Она стоит ко мне спиной и я вижу, как трясутся ее плечи. Резко поднимаюсь и в одну секунду оказывают рядом с ней, приобнимаю, глажу по спине. Мы обе плачем.
— Ты не помнишь, — вырывается у нее сквозь слезы. — Тебе было три, наверное. Я собрала его вещи и выгнала.
— Почему? Что случилось? — мне очень страшно услышать продолжение, но теперь я знаю — лучше горькая правда, чем сладкая ложь.
— У него была интрижка с секретаршей. Он стал позже приходить домой, а мне говорил, что сейчас время тяжелое, рэкет, надо защищать свое, надо много работать. Мы с Рианой вот так и жили: отправляли мужей на работу и молились, чтобы вернулись живыми, потому что по новостям все время показывали: то одного взорвали, то другого убили. А когда они ездили принимать вагоны со стройматериалами, то вообще страшо. Всю ночь их нет, связи никакой нет, мы с Рианой сидим по квартирам с двумя маленькими детьми. Ну а потом начались странные звонки на домашний — молчание, тяжело дыхание в трубку. Однажды она осмелела и заговорила. Хотеа, чтобы я его к ней отпустила.
У меня внутри все переворачивается. Привычный мир, в котором папа был идеальным мужем и моим героем, рушится, как карточный домик. А моя мама пережила тоже, что и я. Или это я повторяю сейчас ее судьбу.

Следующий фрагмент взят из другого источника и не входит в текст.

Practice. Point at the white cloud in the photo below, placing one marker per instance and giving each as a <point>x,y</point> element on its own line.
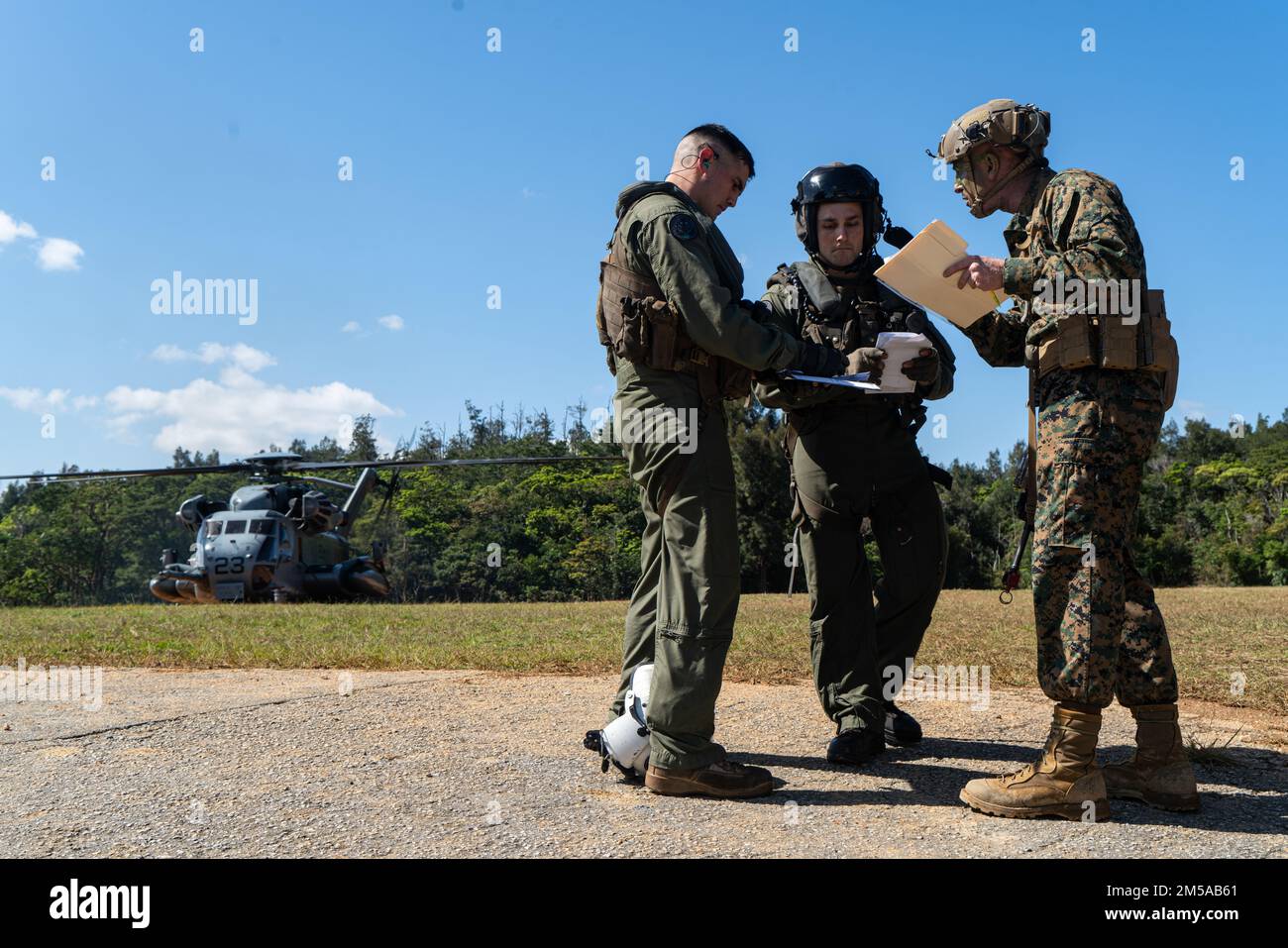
<point>58,254</point>
<point>12,230</point>
<point>241,356</point>
<point>239,414</point>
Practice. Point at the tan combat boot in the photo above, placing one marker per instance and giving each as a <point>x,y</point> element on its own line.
<point>1159,772</point>
<point>1064,782</point>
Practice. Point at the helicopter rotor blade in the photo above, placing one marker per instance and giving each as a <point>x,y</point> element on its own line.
<point>449,463</point>
<point>76,475</point>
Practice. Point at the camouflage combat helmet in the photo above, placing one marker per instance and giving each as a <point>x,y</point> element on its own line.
<point>1001,123</point>
<point>837,183</point>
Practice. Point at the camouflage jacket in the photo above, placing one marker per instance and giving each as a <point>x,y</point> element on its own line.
<point>1069,224</point>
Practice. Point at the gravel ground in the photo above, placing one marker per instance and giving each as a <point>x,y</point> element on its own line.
<point>478,764</point>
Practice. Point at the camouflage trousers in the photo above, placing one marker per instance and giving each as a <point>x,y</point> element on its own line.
<point>1100,633</point>
<point>683,609</point>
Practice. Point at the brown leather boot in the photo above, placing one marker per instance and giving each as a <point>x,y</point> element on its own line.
<point>1158,772</point>
<point>1064,782</point>
<point>722,779</point>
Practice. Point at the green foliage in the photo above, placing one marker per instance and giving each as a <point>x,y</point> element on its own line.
<point>1214,510</point>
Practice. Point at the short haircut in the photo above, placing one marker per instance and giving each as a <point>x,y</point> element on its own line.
<point>721,137</point>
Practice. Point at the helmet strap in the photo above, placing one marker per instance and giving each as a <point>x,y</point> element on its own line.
<point>977,205</point>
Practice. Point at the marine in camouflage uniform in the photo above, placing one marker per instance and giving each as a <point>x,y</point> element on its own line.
<point>681,338</point>
<point>1099,378</point>
<point>854,456</point>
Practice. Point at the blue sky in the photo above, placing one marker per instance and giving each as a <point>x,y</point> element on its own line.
<point>475,168</point>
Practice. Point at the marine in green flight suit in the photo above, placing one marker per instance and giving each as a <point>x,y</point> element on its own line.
<point>854,455</point>
<point>681,339</point>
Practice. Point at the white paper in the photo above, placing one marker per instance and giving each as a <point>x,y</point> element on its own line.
<point>900,348</point>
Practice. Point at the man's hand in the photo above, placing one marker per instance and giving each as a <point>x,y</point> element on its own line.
<point>867,360</point>
<point>820,360</point>
<point>980,272</point>
<point>922,369</point>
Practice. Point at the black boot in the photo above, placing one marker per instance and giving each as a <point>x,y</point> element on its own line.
<point>901,728</point>
<point>855,747</point>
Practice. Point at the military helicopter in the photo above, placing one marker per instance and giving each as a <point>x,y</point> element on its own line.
<point>281,541</point>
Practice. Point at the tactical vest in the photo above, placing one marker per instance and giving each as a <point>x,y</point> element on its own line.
<point>1080,337</point>
<point>822,316</point>
<point>635,321</point>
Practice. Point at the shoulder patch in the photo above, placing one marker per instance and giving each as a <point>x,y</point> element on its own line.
<point>683,227</point>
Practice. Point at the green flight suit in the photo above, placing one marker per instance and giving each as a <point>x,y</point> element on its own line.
<point>854,456</point>
<point>684,605</point>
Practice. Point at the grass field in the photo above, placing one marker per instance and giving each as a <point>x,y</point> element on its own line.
<point>1215,633</point>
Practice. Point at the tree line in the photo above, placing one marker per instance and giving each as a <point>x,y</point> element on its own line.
<point>1214,511</point>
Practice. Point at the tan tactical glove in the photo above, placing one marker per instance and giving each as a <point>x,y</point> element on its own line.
<point>867,360</point>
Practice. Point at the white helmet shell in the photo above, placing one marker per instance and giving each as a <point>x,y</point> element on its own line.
<point>625,741</point>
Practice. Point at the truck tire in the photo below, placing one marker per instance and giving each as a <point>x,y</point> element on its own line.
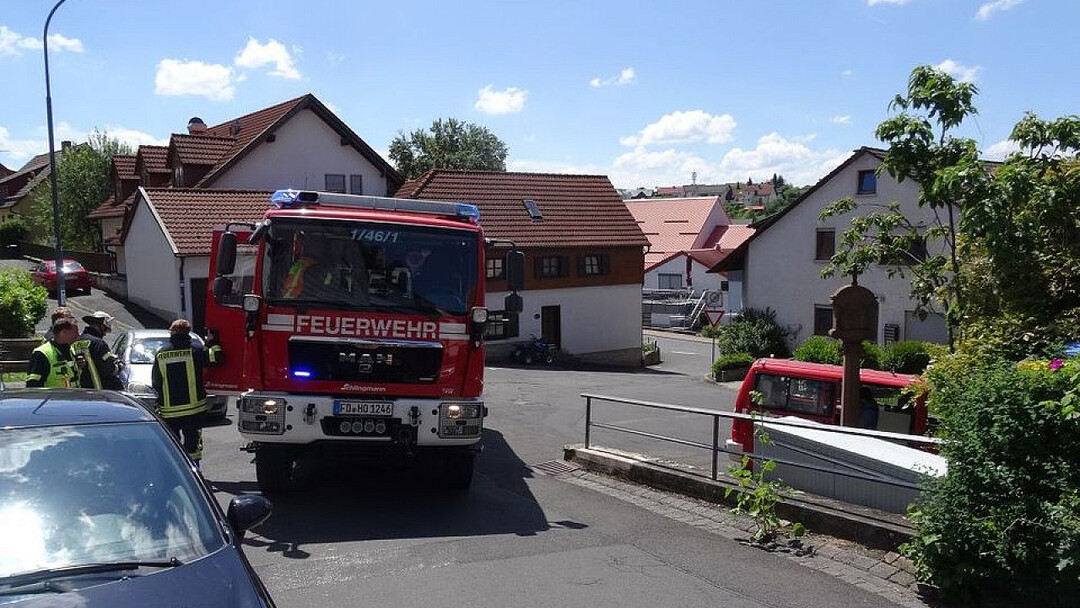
<point>458,470</point>
<point>273,470</point>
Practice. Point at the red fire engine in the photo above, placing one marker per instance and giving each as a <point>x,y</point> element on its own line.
<point>354,324</point>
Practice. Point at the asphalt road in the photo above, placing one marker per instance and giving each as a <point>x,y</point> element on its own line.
<point>379,536</point>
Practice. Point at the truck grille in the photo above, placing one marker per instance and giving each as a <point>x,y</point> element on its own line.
<point>365,360</point>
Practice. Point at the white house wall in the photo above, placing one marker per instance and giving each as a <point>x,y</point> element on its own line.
<point>593,320</point>
<point>304,151</point>
<point>782,273</point>
<point>153,273</point>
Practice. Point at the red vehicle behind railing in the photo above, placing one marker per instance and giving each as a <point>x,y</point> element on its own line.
<point>812,391</point>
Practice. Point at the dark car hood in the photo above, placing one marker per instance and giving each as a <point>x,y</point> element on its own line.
<point>220,579</point>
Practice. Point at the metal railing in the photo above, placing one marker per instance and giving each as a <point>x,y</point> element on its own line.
<point>717,446</point>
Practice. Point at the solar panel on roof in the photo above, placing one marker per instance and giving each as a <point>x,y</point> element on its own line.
<point>532,210</point>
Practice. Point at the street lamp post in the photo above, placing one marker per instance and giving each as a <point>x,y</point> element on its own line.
<point>61,288</point>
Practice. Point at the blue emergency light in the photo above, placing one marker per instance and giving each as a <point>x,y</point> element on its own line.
<point>293,199</point>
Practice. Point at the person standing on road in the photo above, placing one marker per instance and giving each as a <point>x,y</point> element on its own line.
<point>97,365</point>
<point>177,377</point>
<point>58,313</point>
<point>51,364</point>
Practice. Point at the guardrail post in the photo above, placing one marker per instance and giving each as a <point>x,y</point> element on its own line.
<point>589,418</point>
<point>716,444</point>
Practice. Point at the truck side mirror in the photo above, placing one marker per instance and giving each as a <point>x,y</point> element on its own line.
<point>226,256</point>
<point>223,287</point>
<point>515,270</point>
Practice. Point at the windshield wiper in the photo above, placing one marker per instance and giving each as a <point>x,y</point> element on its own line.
<point>46,573</point>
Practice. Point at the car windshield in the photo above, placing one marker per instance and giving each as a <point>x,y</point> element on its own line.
<point>377,267</point>
<point>91,494</point>
<point>144,349</point>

— Он ушел, но ты все-таки приняла его обратно. Получается, простила?
Мы с мамой все еще на кухне. Она стоит, опершись бедрами о столешницу, а я — напротив нее. Ничего из того, что она рассказывает я не помню. То ли из-за возраста, то ли мозг просто вытеснил неприятные воспоминания.

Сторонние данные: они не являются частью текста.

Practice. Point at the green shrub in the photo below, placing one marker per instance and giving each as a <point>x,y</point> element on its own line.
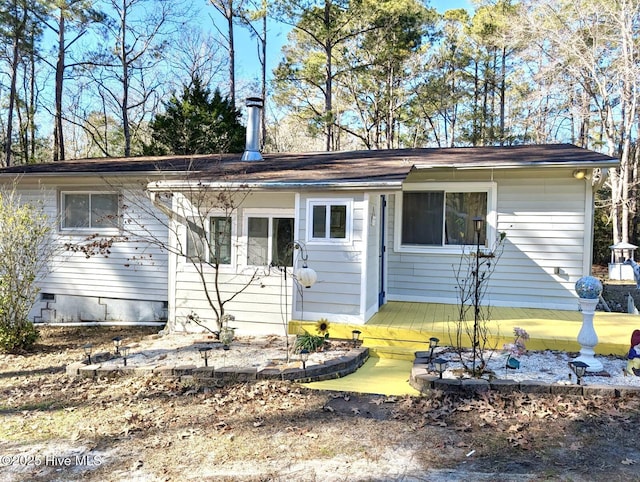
<point>26,249</point>
<point>309,342</point>
<point>17,337</point>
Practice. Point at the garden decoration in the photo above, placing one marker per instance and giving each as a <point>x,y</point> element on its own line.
<point>516,349</point>
<point>633,365</point>
<point>636,271</point>
<point>579,368</point>
<point>227,333</point>
<point>313,343</point>
<point>87,351</point>
<point>588,289</point>
<point>117,343</point>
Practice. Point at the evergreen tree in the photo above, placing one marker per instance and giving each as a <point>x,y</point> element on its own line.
<point>196,123</point>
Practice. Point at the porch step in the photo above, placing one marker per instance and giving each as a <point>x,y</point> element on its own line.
<point>394,352</point>
<point>383,342</point>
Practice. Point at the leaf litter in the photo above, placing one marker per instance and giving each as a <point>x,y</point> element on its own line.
<point>147,428</point>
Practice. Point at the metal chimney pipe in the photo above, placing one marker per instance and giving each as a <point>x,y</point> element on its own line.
<point>252,149</point>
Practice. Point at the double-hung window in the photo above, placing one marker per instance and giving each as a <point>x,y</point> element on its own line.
<point>89,210</point>
<point>209,242</point>
<point>329,220</point>
<point>270,240</point>
<point>443,215</point>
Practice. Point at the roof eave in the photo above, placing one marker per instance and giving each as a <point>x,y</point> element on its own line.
<point>186,185</point>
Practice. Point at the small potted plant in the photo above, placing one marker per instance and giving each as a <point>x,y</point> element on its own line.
<point>516,349</point>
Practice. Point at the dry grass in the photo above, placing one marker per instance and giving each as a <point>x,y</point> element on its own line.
<point>157,429</point>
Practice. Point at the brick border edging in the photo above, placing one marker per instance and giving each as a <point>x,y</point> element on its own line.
<point>422,380</point>
<point>331,369</point>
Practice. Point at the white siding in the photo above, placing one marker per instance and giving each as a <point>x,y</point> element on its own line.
<point>338,292</point>
<point>127,284</point>
<point>544,222</point>
<point>263,305</point>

— Получается, так, — горько усмехается мама. — Аде было почти восемь, но она будто все понимала и ни о чем не спрашивала — до сих пор же закрытая. А ты — нет. Ты плакала целыми днями и спрашивала, где папа и когда он придет. Я же была настолько зла и обижена на него, что не подпускала к вам. А перед Новым годом ты сильно заболела пневмонией и мы с тобой легли в больницу. Аду забрала бабушка. Нужны были какие-то новые антибиотики, которые вроде как продавались, но достать невозможно, потому что очень дорогие. И тогда Риана с моего разрешения рассказала обо всем твоему отцу. Примчался сразу же, — шмыгает она носом, берет рулон кухонного полотенца, чуть отматывает и вырывает один лист. Сложив его в несколько раз, протирает уголки глаз и щеки. — Поговорил с заведующим, чтобы его впустили в палату. Ты как раз под капельницей лежала: маленькая, худющая, бледная. Сильно плакала и уснула вот так — с иглой в вене. А он тебя увидел и побелел. Антибиотики он потом привез на целое отделение. И с заведующим подружился, стал помогать больнице Тогда же везде всего не хватало. Лекарств тем более. Еще и рубли на тенге заменили, вокруг неразбериха сплошная.
— Это ты про Александра Михайловича сейчас рассказываешь? — переспрашиваю маму, вспомнив, что папа дружил с врачом детской больницы. Он даже бывал у нас в гостях несколько раз, но эту историю никогда не рассказывал. По легенде — это я теперь понимаю — я лежала в пневмонией и он меня лечил. Так и познакомились.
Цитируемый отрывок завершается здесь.